Despite moving to Forest Hills, Danielle Brodnax still loves her native St. Albans and continues to visit her family and the church that she was raised in, but getting there has been a hardship because of the lack of service from the Q42 bus service, especially on the weekend.

    “My grandmother has been in that neighborhood since 1957 and the bus goes through Jamaica and St. Albans,” said Brodnax.

    There is no bus service from the Q42 on the weekends and during the week the service stops after 8 p.m., making it difficult for Brodnax and other former and current residents to travel for worship, work or simply just to get home.

    “There is no other bus service that goes directly to that neighborhood, there is no dollar van – no nothing,” said Brodnax, who has taken up a letter-writing campaign with members from the Shiloh Baptist Church of Jamaica, which is on the bus route.

    Brodnax says that about 50 percent of worshippers at her church are 55 and up, but the lack of transportation is not only for the churchgoers but also for anyone that relies on public transportation along that bus route.

    “People who are elderly, people who have medical ailments – they are stuck in the neighborhood, they can’t go anywhere,” said Brodnax. “The Jamaica region is growing so much and is expanding so fast that there are more people, more buildings and more everything and it’s become a real hardship for those with limited mobility.”

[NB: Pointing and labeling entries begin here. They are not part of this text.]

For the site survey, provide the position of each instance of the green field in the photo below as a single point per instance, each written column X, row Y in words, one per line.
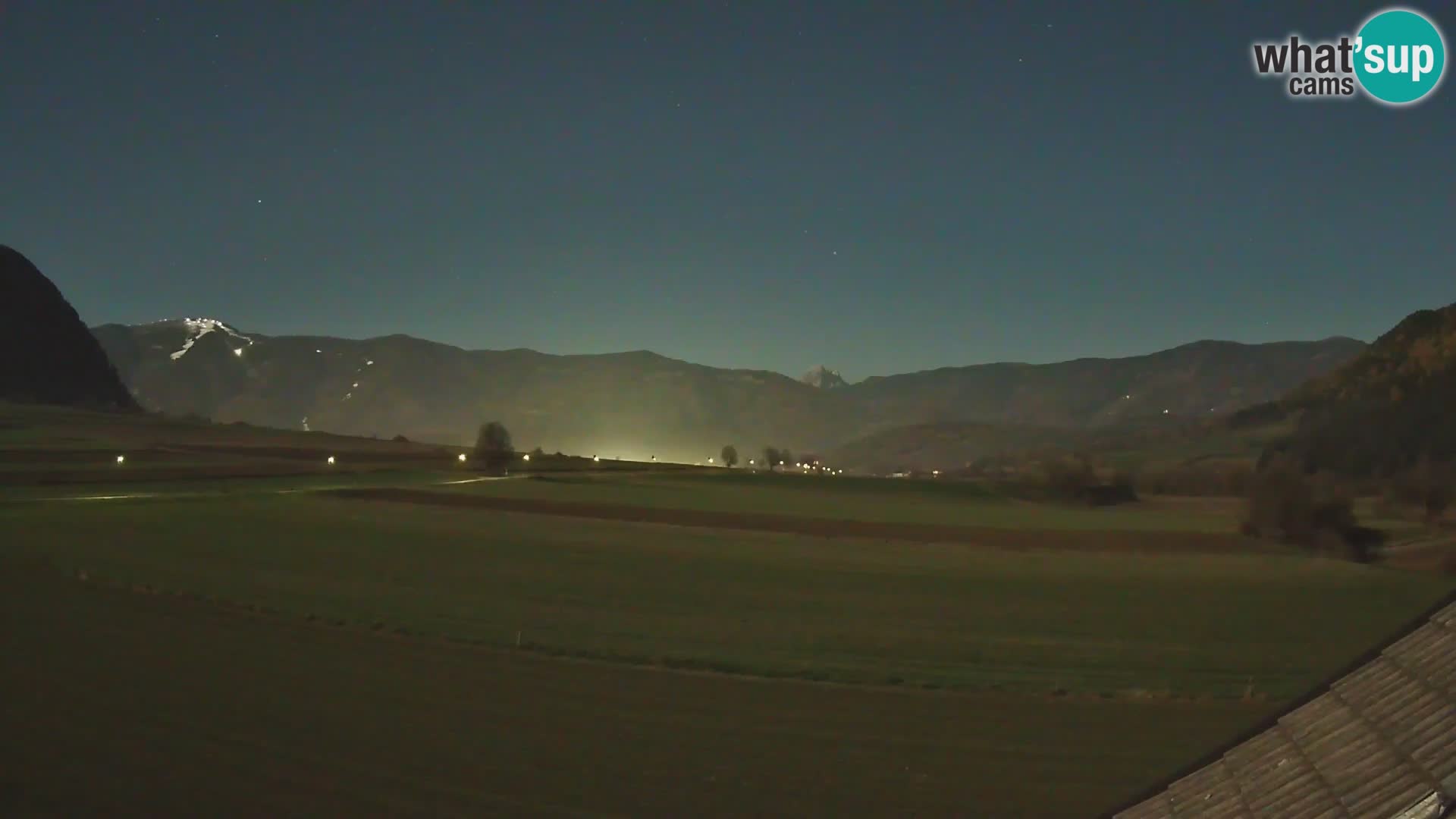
column 655, row 643
column 890, row 500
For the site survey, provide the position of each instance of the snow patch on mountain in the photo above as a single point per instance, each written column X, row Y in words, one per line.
column 823, row 378
column 197, row 328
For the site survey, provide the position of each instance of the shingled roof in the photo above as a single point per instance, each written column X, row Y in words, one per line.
column 1378, row 742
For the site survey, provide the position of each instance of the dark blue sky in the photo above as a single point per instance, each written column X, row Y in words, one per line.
column 877, row 187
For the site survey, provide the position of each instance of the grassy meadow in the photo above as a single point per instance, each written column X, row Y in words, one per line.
column 235, row 635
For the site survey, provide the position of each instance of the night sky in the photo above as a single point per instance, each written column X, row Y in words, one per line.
column 880, row 188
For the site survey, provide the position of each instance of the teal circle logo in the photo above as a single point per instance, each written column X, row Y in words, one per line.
column 1400, row 55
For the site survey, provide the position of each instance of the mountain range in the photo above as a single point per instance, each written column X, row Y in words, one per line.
column 46, row 353
column 1335, row 404
column 1381, row 413
column 641, row 404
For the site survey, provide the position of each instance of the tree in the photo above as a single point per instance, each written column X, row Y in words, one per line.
column 492, row 447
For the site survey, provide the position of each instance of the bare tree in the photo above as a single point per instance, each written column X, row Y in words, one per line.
column 492, row 447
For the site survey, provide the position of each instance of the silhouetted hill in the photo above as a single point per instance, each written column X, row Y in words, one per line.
column 47, row 356
column 641, row 404
column 1382, row 411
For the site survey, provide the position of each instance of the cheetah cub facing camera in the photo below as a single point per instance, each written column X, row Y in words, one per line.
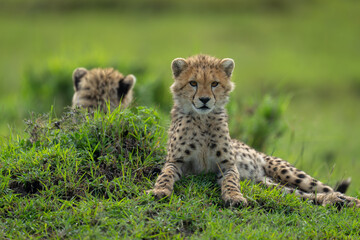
column 94, row 88
column 199, row 140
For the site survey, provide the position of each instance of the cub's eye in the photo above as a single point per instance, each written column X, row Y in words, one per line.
column 193, row 83
column 214, row 84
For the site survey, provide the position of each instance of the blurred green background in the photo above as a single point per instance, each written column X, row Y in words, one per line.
column 301, row 58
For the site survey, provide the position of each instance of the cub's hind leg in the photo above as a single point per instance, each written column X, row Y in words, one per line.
column 285, row 173
column 323, row 199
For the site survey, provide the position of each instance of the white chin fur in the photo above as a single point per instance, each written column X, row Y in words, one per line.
column 202, row 111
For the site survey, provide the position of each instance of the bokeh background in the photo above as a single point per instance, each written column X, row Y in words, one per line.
column 297, row 65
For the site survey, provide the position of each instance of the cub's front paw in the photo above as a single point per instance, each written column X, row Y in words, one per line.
column 337, row 199
column 234, row 199
column 159, row 193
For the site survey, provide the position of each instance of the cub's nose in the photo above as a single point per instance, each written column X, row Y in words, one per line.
column 204, row 100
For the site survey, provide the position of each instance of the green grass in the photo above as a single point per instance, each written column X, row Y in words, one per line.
column 297, row 61
column 85, row 176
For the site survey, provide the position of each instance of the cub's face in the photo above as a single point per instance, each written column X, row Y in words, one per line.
column 96, row 87
column 202, row 83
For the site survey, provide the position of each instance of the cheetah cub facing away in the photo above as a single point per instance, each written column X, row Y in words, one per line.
column 94, row 88
column 199, row 140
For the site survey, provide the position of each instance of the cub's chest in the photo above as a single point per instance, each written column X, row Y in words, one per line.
column 197, row 143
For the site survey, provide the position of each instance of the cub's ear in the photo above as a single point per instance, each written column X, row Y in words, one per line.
column 227, row 65
column 77, row 75
column 178, row 65
column 125, row 85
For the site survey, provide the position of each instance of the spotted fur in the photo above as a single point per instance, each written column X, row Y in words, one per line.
column 199, row 140
column 97, row 87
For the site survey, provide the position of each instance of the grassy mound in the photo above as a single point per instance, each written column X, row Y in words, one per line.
column 83, row 175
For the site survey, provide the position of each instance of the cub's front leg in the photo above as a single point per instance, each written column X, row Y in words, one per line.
column 170, row 173
column 230, row 187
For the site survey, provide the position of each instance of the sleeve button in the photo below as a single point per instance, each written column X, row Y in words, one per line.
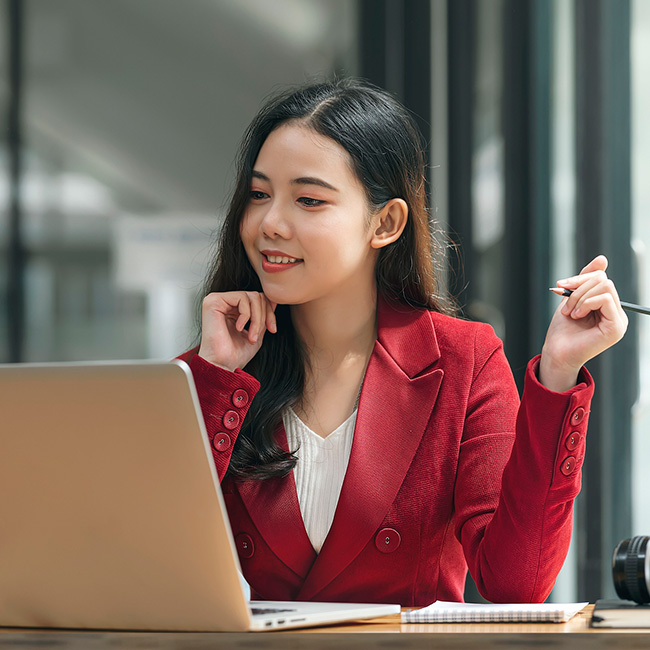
column 231, row 420
column 245, row 545
column 240, row 398
column 568, row 466
column 221, row 441
column 387, row 540
column 572, row 441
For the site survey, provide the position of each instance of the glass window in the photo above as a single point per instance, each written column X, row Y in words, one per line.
column 132, row 116
column 641, row 245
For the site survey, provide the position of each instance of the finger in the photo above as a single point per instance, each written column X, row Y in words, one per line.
column 581, row 285
column 271, row 320
column 607, row 288
column 606, row 305
column 261, row 325
column 244, row 307
column 599, row 263
column 256, row 316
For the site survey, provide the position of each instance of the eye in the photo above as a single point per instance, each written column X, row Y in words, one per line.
column 309, row 202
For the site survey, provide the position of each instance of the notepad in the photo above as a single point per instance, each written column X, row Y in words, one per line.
column 445, row 612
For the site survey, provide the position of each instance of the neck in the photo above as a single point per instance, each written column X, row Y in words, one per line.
column 337, row 327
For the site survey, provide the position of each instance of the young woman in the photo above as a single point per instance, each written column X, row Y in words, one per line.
column 371, row 446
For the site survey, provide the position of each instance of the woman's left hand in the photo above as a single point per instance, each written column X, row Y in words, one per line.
column 585, row 324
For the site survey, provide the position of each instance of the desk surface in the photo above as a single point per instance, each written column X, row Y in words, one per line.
column 380, row 633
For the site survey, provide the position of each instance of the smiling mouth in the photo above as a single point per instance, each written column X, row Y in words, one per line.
column 277, row 259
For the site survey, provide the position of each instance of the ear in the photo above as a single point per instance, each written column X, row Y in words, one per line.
column 389, row 223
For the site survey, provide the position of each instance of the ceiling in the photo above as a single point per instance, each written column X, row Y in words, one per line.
column 149, row 97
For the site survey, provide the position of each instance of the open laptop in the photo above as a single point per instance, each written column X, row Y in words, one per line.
column 111, row 514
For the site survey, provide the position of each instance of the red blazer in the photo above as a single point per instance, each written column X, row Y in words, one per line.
column 446, row 472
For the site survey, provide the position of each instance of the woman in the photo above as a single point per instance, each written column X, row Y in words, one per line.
column 364, row 437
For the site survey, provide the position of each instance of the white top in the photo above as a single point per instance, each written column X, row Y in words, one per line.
column 319, row 472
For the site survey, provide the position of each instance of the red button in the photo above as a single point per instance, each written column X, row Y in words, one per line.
column 572, row 441
column 245, row 546
column 231, row 420
column 240, row 398
column 577, row 416
column 387, row 540
column 568, row 465
column 221, row 441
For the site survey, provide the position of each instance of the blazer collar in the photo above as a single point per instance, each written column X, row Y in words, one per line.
column 397, row 399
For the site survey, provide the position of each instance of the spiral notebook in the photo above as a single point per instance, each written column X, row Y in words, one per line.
column 445, row 612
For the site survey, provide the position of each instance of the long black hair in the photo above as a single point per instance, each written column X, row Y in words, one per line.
column 387, row 155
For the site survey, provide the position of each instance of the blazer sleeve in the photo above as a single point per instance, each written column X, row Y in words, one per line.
column 225, row 398
column 514, row 493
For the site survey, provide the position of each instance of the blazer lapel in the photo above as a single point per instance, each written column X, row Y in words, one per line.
column 273, row 506
column 396, row 403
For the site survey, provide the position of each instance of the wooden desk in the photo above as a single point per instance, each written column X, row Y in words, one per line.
column 380, row 633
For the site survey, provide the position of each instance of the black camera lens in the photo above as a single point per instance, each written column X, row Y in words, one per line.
column 631, row 569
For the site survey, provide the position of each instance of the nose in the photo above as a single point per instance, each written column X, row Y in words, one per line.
column 274, row 222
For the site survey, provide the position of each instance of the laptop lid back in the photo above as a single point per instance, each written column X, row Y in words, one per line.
column 110, row 511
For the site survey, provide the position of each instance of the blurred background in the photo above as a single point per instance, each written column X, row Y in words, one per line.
column 120, row 123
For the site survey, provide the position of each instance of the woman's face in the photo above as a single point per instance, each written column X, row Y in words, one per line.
column 306, row 230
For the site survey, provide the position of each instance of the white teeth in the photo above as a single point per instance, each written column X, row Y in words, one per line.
column 277, row 259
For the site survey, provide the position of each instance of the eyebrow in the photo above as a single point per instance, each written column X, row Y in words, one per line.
column 303, row 180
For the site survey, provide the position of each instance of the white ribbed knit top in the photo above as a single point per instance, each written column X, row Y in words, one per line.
column 319, row 472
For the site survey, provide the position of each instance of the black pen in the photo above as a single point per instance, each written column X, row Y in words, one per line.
column 628, row 306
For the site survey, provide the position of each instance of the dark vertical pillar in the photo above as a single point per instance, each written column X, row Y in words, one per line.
column 461, row 54
column 526, row 130
column 16, row 249
column 603, row 216
column 395, row 54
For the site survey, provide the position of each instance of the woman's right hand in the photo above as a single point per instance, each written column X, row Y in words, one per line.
column 224, row 341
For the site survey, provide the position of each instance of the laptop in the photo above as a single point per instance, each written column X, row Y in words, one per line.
column 111, row 513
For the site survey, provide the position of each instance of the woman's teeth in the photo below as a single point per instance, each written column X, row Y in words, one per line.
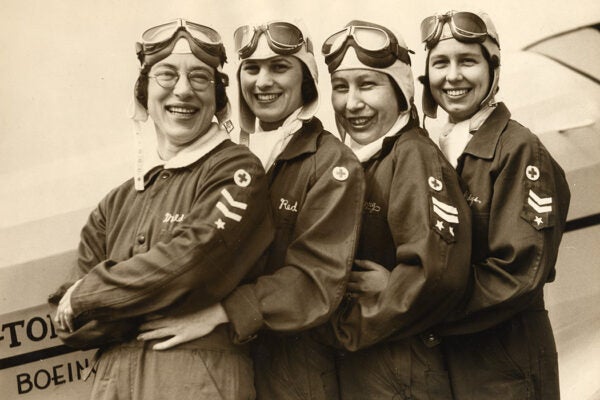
column 181, row 110
column 360, row 121
column 267, row 97
column 456, row 92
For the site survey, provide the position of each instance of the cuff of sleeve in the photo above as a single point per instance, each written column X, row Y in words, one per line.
column 242, row 308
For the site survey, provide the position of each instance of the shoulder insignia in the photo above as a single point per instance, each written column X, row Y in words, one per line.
column 538, row 210
column 340, row 173
column 444, row 219
column 435, row 184
column 226, row 208
column 242, row 178
column 532, row 172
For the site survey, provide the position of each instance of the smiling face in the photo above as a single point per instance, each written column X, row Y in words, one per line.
column 272, row 88
column 180, row 114
column 364, row 102
column 459, row 77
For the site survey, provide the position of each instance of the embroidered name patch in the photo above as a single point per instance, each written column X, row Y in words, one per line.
column 242, row 178
column 340, row 173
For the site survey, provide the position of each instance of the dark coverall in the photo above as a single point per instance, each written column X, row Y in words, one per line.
column 416, row 223
column 316, row 190
column 501, row 344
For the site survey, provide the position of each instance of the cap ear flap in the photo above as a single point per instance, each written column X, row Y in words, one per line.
column 221, row 82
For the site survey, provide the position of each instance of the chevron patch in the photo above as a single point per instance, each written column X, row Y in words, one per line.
column 444, row 219
column 539, row 204
column 226, row 209
column 445, row 211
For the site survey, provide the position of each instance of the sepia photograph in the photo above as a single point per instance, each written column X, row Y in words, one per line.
column 300, row 199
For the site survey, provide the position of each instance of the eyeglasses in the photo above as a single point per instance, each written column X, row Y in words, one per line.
column 283, row 38
column 166, row 31
column 374, row 47
column 205, row 42
column 168, row 79
column 465, row 27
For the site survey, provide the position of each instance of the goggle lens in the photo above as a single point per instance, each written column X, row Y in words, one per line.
column 370, row 39
column 469, row 24
column 428, row 27
column 282, row 36
column 164, row 32
column 285, row 34
column 242, row 36
column 465, row 26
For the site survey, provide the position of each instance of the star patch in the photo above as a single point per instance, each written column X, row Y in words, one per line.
column 233, row 204
column 242, row 178
column 538, row 209
column 444, row 219
column 532, row 172
column 340, row 173
column 435, row 184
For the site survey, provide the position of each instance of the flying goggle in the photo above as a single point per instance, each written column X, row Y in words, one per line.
column 465, row 27
column 283, row 38
column 158, row 42
column 374, row 47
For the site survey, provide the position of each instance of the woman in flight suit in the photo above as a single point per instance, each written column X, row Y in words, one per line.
column 181, row 235
column 500, row 343
column 316, row 189
column 412, row 261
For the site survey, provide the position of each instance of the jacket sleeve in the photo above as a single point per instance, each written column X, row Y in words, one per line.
column 431, row 228
column 524, row 228
column 201, row 258
column 91, row 251
column 304, row 291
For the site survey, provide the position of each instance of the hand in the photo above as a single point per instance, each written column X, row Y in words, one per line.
column 370, row 282
column 64, row 312
column 183, row 328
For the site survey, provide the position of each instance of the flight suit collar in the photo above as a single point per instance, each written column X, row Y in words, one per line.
column 485, row 139
column 304, row 141
column 388, row 142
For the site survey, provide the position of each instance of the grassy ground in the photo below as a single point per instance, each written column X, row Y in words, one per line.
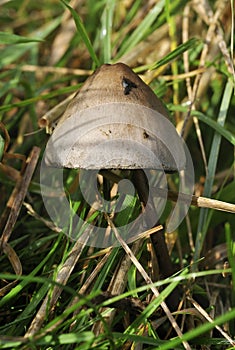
column 58, row 294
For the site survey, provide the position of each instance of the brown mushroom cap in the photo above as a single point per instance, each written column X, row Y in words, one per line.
column 115, row 121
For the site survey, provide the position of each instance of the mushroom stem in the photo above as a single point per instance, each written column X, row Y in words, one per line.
column 200, row 202
column 157, row 239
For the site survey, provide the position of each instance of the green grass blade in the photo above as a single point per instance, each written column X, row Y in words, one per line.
column 106, row 29
column 82, row 31
column 216, row 126
column 8, row 38
column 203, row 223
column 199, row 330
column 142, row 29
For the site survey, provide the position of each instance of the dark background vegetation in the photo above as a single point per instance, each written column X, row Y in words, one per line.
column 44, row 57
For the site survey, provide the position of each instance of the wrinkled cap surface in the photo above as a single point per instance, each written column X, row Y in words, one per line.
column 115, row 121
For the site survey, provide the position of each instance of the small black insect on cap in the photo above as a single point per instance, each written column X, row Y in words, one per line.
column 128, row 85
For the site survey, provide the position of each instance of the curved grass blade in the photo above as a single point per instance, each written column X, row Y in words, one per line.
column 82, row 31
column 213, row 158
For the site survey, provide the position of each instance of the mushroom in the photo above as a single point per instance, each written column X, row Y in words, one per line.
column 116, row 121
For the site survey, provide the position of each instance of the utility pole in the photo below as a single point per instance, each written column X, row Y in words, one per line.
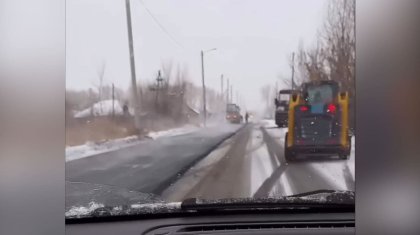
column 221, row 86
column 159, row 80
column 227, row 92
column 113, row 100
column 231, row 93
column 132, row 66
column 293, row 71
column 204, row 88
column 222, row 96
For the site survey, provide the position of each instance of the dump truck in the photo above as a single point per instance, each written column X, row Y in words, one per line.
column 233, row 113
column 282, row 107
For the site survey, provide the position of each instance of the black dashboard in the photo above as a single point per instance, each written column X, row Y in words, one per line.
column 256, row 223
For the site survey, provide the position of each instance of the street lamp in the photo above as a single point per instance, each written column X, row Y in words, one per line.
column 204, row 86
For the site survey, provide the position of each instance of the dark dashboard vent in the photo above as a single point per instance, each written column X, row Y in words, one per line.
column 233, row 227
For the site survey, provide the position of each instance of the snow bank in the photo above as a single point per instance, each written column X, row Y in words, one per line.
column 269, row 123
column 172, row 132
column 102, row 108
column 90, row 148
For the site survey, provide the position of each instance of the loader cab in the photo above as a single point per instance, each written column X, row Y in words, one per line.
column 282, row 107
column 318, row 121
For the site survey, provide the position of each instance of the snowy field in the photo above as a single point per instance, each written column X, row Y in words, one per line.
column 90, row 148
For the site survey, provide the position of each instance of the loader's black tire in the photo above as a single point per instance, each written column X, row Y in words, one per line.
column 289, row 155
column 345, row 155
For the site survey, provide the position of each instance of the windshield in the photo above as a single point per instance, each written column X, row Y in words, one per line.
column 320, row 94
column 284, row 97
column 170, row 100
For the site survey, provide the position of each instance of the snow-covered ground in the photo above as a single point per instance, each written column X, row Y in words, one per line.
column 90, row 148
column 173, row 132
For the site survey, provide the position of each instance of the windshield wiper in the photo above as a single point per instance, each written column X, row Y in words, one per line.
column 320, row 200
column 315, row 200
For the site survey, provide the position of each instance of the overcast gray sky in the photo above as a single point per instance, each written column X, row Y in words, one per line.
column 253, row 40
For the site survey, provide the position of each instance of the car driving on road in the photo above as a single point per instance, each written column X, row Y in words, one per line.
column 282, row 107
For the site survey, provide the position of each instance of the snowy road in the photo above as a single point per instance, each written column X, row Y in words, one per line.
column 224, row 162
column 151, row 165
column 251, row 164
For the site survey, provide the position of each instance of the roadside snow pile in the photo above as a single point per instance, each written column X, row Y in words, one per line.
column 269, row 123
column 89, row 149
column 79, row 211
column 172, row 132
column 102, row 108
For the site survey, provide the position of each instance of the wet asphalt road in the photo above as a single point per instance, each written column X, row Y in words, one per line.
column 252, row 164
column 227, row 162
column 151, row 166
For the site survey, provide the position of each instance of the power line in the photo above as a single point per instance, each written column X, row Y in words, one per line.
column 160, row 25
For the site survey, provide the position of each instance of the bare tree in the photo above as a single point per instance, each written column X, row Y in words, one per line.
column 339, row 41
column 100, row 84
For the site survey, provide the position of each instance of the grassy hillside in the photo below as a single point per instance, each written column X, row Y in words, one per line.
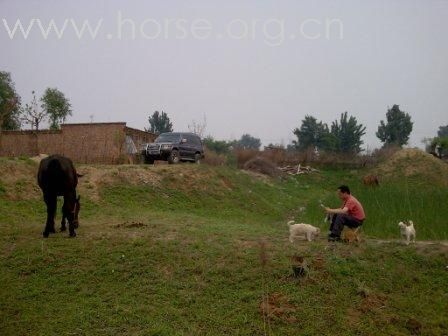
column 196, row 250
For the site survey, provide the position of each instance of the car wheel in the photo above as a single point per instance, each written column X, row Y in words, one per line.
column 174, row 157
column 197, row 158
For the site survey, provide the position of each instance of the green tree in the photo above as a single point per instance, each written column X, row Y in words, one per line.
column 443, row 131
column 346, row 134
column 56, row 106
column 248, row 142
column 397, row 128
column 159, row 123
column 312, row 134
column 31, row 114
column 9, row 103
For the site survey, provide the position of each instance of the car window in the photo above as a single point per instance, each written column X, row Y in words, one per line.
column 168, row 137
column 190, row 139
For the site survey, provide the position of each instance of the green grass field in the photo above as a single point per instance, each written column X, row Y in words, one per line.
column 182, row 258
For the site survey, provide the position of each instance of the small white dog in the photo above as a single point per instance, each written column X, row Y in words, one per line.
column 310, row 232
column 407, row 231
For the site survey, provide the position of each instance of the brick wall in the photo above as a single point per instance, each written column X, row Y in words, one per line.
column 86, row 143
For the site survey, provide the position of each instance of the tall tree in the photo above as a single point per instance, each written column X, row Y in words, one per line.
column 347, row 134
column 198, row 128
column 159, row 123
column 249, row 142
column 9, row 103
column 56, row 106
column 32, row 115
column 443, row 131
column 312, row 134
column 397, row 128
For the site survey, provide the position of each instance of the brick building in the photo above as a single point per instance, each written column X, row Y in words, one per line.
column 85, row 143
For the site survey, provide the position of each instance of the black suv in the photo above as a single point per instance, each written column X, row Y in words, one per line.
column 174, row 147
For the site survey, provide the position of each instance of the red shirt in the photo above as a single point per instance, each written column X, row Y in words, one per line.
column 355, row 208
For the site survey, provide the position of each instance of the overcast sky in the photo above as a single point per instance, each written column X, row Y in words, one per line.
column 254, row 67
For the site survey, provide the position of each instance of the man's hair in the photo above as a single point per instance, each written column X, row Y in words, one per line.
column 344, row 189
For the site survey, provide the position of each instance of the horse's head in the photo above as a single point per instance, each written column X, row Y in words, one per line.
column 76, row 209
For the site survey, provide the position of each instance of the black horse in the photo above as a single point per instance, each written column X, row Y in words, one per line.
column 57, row 177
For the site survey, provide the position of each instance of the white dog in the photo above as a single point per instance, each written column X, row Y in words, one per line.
column 310, row 232
column 407, row 231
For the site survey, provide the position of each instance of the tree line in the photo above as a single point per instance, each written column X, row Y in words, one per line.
column 343, row 135
column 54, row 107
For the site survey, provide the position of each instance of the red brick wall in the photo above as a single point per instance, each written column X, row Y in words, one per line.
column 85, row 143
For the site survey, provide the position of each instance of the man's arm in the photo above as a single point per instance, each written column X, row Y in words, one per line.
column 343, row 211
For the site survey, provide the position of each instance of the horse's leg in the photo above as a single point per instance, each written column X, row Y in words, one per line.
column 63, row 227
column 51, row 202
column 69, row 204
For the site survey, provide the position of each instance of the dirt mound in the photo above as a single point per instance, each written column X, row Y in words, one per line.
column 412, row 162
column 18, row 178
column 262, row 166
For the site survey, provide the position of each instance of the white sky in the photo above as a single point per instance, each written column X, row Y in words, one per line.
column 262, row 81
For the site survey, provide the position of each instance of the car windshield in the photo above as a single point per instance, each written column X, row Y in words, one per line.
column 168, row 137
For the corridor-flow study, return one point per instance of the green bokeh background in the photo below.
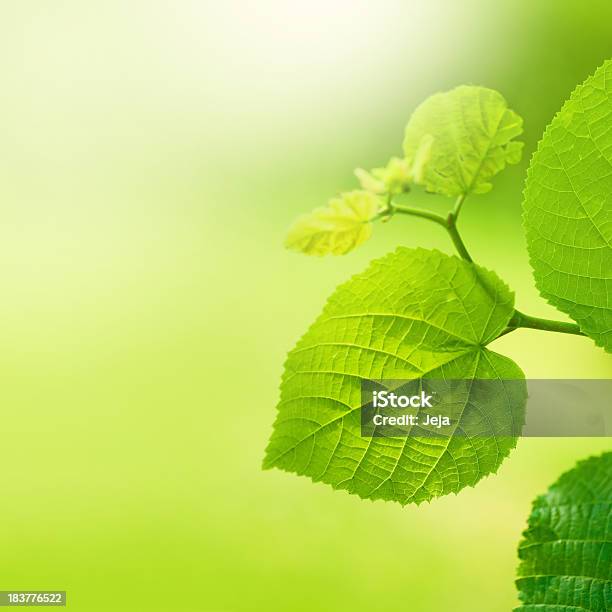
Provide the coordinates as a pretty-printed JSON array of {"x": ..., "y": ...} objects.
[{"x": 153, "y": 154}]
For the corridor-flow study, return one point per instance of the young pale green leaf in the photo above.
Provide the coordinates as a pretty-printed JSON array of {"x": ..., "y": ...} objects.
[
  {"x": 412, "y": 314},
  {"x": 394, "y": 178},
  {"x": 568, "y": 208},
  {"x": 336, "y": 229},
  {"x": 566, "y": 554},
  {"x": 458, "y": 140}
]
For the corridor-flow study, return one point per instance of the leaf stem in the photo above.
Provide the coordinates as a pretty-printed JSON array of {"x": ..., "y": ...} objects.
[
  {"x": 451, "y": 227},
  {"x": 520, "y": 319},
  {"x": 417, "y": 212},
  {"x": 449, "y": 223}
]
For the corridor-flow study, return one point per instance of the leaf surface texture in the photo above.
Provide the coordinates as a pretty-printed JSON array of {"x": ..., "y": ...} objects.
[
  {"x": 568, "y": 208},
  {"x": 413, "y": 313},
  {"x": 566, "y": 553}
]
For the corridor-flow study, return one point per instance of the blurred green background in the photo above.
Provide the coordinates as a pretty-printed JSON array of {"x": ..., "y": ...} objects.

    The Q42 bus stop that leaves near the E, J and Z train stop on Archer Avenue stops across the street from the Shiloh Baptist Church, which is located at 173-70 106th Ave., according to Brodnax.

    If Brodnax misses the bus after coming off the train after a long day of working in Manhattan, her 10-minute run for the Q42 ends up being an exhausting waste of time that results in her having to take the Q83 bus that goes from Jamaica and ends its trip in the neighboring town of Cambria Heights.

    Even after catching that bus, Brodnax still has to walk another 10-minutes to get St. Albans, which is fine for her since she is fit, but she is concerned about those who are disabled or elderly who might not be able to make the trek, especially in inclement weather and late at night.

    Brodnax even considered getting an affordable apartment back in her hometown earlier this year, but when she learned that the only bus route was the Q42 she has to pass on the potential new digs.

    “I had to decline on that apartment and the rent there was pretty cheap,” said Brodnax, who splits her works in realty in L.I. and Manhattan. “It’s a nice area, but without a car, there is no way to go to and from certain places.”

    After contacting Queens Borough President Melinda Katz earlier this year, her request to restore the weekend service for the Q42 was sent to MTA President Andy Byford.

    “It is my priority to serve the residents of Queens,” said Katz. “My office will continue to update you as information regarding this matter is received from the MTA New York City Transit.”

    The MTA’s response was lackluster, according to Brodnax.

    “In 1995, Q42 bus weekend service was removed and the route was further modified in 2010 due to extremely low ridership,” said Craig Cipriano, the acting senior vice president of the Department of Buses for the MTA. “We have launched the comprehensive, ‘clean-slate’ redesign of the entire Queens bus network, which is part of a broader effort to rapidly bring reimagined bus service to the entire city’s bus network.”

    Brodnax, who has already attended many community meetings and made public comments about the lack of service is supportive of the redesign movement, however, that doesn’t address the community’s immediate need for the bus, according to the St. Albans native.

    “We need to have service restored a little bit later, even if it’s only until 10 p.m., because there are people that don’t work nine-to-five jobs, and we need it especially on the weekends,” said Brodnax.